If the windows are left open on the RX Series the driver can close them all at the outside door handle. On a hot day the driver can lower the windows at the outside door handle or from a distance using the keyless remote. The driver of the Blazer can only close the windows from inside the vehicle, with the ignition on.

The RX Series’ rain-sensitive wipers adjust their speed and turn on and off automatically based on the amount of rainfall on the windshield. This allows the driver to concentrate on driving without constantly adjusting the wipers. The Blazer’s manually variable intermittent wipers have to be constantly adjusted.

In poor weather, headlights can lose their effectiveness as grime builds up on their lenses. This can reduce visibility without the driver realizing. The RX Series offers available headlight washers to keep headlight output high.

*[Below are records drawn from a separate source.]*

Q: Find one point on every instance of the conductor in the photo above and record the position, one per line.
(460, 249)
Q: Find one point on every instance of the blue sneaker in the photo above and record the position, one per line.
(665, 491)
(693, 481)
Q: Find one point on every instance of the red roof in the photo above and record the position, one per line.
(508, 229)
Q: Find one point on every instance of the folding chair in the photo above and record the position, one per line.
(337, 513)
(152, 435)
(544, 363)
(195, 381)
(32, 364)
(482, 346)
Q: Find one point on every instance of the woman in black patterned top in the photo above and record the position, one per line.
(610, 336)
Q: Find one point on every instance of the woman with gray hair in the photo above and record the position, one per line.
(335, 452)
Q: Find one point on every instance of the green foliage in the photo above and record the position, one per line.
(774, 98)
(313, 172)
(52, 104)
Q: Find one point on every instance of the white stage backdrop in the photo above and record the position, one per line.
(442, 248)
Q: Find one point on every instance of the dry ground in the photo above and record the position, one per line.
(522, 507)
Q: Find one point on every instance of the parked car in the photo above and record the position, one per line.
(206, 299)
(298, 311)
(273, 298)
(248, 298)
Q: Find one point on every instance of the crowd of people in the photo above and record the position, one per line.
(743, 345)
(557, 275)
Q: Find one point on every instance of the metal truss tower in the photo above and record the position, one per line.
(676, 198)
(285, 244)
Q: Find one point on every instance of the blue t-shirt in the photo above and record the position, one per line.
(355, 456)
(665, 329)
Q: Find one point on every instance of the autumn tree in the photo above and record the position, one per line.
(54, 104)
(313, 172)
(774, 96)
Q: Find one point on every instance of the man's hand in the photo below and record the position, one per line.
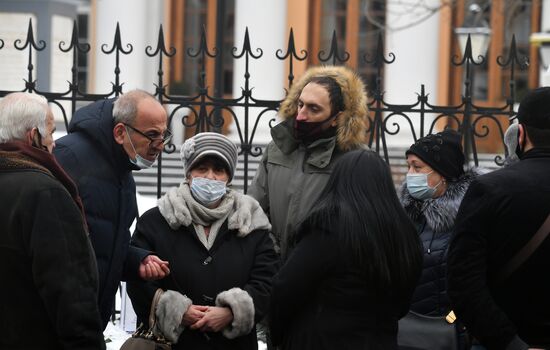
(152, 268)
(193, 314)
(214, 320)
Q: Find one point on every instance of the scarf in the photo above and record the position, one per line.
(179, 208)
(21, 155)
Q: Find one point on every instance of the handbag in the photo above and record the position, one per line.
(417, 331)
(144, 338)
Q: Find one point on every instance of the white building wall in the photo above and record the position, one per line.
(416, 61)
(139, 22)
(545, 27)
(266, 22)
(13, 69)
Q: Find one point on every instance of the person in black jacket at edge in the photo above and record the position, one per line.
(500, 213)
(220, 250)
(107, 140)
(48, 298)
(431, 195)
(352, 273)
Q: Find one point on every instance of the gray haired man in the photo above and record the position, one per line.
(49, 276)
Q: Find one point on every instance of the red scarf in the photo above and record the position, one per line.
(46, 162)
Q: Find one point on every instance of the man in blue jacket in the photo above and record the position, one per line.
(107, 140)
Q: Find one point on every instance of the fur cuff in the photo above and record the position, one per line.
(242, 306)
(170, 309)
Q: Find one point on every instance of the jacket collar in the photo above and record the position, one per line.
(320, 152)
(536, 153)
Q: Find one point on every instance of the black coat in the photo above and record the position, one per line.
(246, 262)
(499, 214)
(435, 220)
(322, 300)
(103, 174)
(49, 276)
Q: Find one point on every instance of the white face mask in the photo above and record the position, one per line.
(418, 187)
(207, 191)
(140, 162)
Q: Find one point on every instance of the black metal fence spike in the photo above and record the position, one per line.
(161, 47)
(379, 58)
(467, 56)
(203, 47)
(117, 44)
(334, 52)
(291, 54)
(247, 48)
(384, 121)
(30, 41)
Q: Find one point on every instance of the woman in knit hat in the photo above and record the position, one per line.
(431, 195)
(221, 256)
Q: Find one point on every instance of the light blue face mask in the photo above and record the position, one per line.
(417, 184)
(140, 162)
(207, 191)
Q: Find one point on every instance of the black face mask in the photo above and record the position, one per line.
(520, 147)
(308, 132)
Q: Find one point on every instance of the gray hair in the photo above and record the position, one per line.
(125, 107)
(19, 113)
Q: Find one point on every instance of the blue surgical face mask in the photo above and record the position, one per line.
(140, 162)
(417, 184)
(207, 191)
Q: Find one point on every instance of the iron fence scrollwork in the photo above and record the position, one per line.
(205, 109)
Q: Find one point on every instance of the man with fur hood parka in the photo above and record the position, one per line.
(431, 195)
(324, 115)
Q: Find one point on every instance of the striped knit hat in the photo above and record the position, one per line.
(209, 143)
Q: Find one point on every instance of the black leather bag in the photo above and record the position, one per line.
(144, 338)
(419, 332)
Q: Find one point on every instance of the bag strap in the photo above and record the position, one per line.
(524, 253)
(156, 298)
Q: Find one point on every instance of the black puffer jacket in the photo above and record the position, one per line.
(101, 169)
(49, 277)
(435, 220)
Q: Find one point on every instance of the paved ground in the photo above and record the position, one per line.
(115, 337)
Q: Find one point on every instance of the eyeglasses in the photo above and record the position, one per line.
(155, 139)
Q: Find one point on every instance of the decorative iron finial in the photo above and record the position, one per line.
(291, 52)
(334, 53)
(247, 48)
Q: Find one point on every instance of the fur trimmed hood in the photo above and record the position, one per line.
(440, 212)
(352, 122)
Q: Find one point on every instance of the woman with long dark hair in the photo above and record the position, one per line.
(352, 273)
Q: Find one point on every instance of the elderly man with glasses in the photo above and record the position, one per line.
(107, 140)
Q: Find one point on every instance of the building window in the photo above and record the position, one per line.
(83, 36)
(506, 18)
(189, 17)
(357, 24)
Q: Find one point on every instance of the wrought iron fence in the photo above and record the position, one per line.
(204, 108)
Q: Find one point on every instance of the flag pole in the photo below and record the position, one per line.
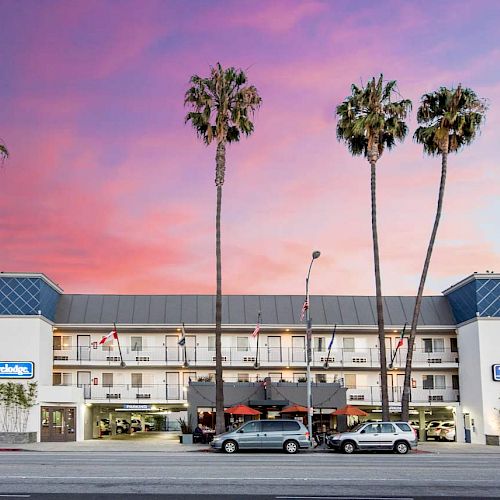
(122, 363)
(256, 364)
(401, 337)
(186, 363)
(330, 346)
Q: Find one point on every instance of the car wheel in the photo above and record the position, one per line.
(291, 447)
(401, 448)
(348, 447)
(230, 447)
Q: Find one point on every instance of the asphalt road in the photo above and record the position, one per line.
(260, 475)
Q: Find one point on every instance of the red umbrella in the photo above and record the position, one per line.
(350, 411)
(294, 409)
(242, 410)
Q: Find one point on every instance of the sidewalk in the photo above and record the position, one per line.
(169, 443)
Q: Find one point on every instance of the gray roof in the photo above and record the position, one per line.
(243, 309)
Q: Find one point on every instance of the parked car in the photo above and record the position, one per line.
(287, 435)
(447, 431)
(396, 436)
(135, 424)
(431, 430)
(122, 425)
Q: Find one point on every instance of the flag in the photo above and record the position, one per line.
(256, 331)
(113, 334)
(305, 307)
(182, 340)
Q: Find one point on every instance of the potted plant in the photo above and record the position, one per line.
(16, 401)
(187, 432)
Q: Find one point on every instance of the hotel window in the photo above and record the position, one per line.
(61, 379)
(433, 345)
(242, 344)
(107, 380)
(350, 380)
(136, 343)
(211, 343)
(136, 379)
(319, 344)
(62, 342)
(348, 344)
(434, 382)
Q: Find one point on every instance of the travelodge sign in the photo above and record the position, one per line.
(17, 369)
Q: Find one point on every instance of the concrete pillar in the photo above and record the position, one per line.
(421, 424)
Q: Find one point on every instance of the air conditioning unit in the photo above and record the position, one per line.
(224, 358)
(356, 397)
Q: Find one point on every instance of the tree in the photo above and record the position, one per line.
(222, 107)
(449, 119)
(3, 152)
(369, 120)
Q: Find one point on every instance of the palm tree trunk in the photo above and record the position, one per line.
(220, 160)
(405, 400)
(378, 288)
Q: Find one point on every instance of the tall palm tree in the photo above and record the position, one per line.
(449, 119)
(3, 152)
(369, 120)
(222, 107)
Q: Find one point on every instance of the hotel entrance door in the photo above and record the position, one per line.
(58, 424)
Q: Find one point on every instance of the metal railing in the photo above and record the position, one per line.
(232, 356)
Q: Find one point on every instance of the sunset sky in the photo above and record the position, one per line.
(107, 190)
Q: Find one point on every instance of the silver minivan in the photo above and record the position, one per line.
(287, 435)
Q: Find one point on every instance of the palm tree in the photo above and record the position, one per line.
(222, 106)
(369, 120)
(449, 119)
(3, 152)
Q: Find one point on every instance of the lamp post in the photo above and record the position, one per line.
(315, 255)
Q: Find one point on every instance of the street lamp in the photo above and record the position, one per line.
(315, 255)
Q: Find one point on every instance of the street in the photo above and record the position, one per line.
(259, 475)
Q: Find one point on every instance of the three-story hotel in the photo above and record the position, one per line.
(152, 374)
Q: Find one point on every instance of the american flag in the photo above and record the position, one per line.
(305, 307)
(256, 331)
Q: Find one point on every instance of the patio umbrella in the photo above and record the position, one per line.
(350, 411)
(242, 410)
(294, 409)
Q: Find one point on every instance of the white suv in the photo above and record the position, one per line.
(396, 436)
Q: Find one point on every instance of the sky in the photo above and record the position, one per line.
(107, 190)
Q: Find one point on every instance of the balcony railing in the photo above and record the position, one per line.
(177, 393)
(372, 395)
(231, 356)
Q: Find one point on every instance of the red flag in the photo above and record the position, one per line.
(305, 307)
(256, 331)
(113, 334)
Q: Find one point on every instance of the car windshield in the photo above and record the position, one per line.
(357, 428)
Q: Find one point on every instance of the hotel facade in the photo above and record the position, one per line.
(456, 363)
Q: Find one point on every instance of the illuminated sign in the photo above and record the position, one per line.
(17, 369)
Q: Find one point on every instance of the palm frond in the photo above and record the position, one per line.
(449, 119)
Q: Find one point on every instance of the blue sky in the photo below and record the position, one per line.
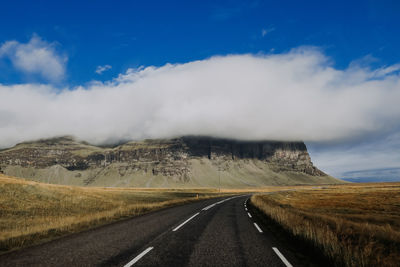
(127, 34)
(50, 48)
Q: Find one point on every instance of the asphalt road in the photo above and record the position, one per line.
(214, 232)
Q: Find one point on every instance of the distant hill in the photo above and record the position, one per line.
(180, 162)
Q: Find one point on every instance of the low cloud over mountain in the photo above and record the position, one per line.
(297, 95)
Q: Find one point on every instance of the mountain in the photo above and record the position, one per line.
(180, 162)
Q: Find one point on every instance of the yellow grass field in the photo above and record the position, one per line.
(353, 225)
(32, 212)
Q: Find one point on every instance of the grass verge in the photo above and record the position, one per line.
(352, 225)
(32, 212)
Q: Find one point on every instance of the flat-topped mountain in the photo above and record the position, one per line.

The Blazer doesn’t offer headlight washers.

To help drivers avoid possible obstacles, the RX Series offers optional cornering lights to illuminate around corners when the turn signals are activated. The Blazer doesn’t offer cornering lights. The RX Series also offers optional adaptive headlights to illuminate around corners automatically by reading vehicle speed and steering wheel angle.

When the RX Series is put in reverse, both rearview mirrors tilt from their original position. This gives the driver a better view of the curb during parallel parking maneuvers. Shifting out of reverse puts the mirrors into their original positions. The Blazer’s mirrors don’t automatically adjust for backing.

Recommendations

Consumer Reports® recommends the Lexus RX Series, based on reliability, safety and performance.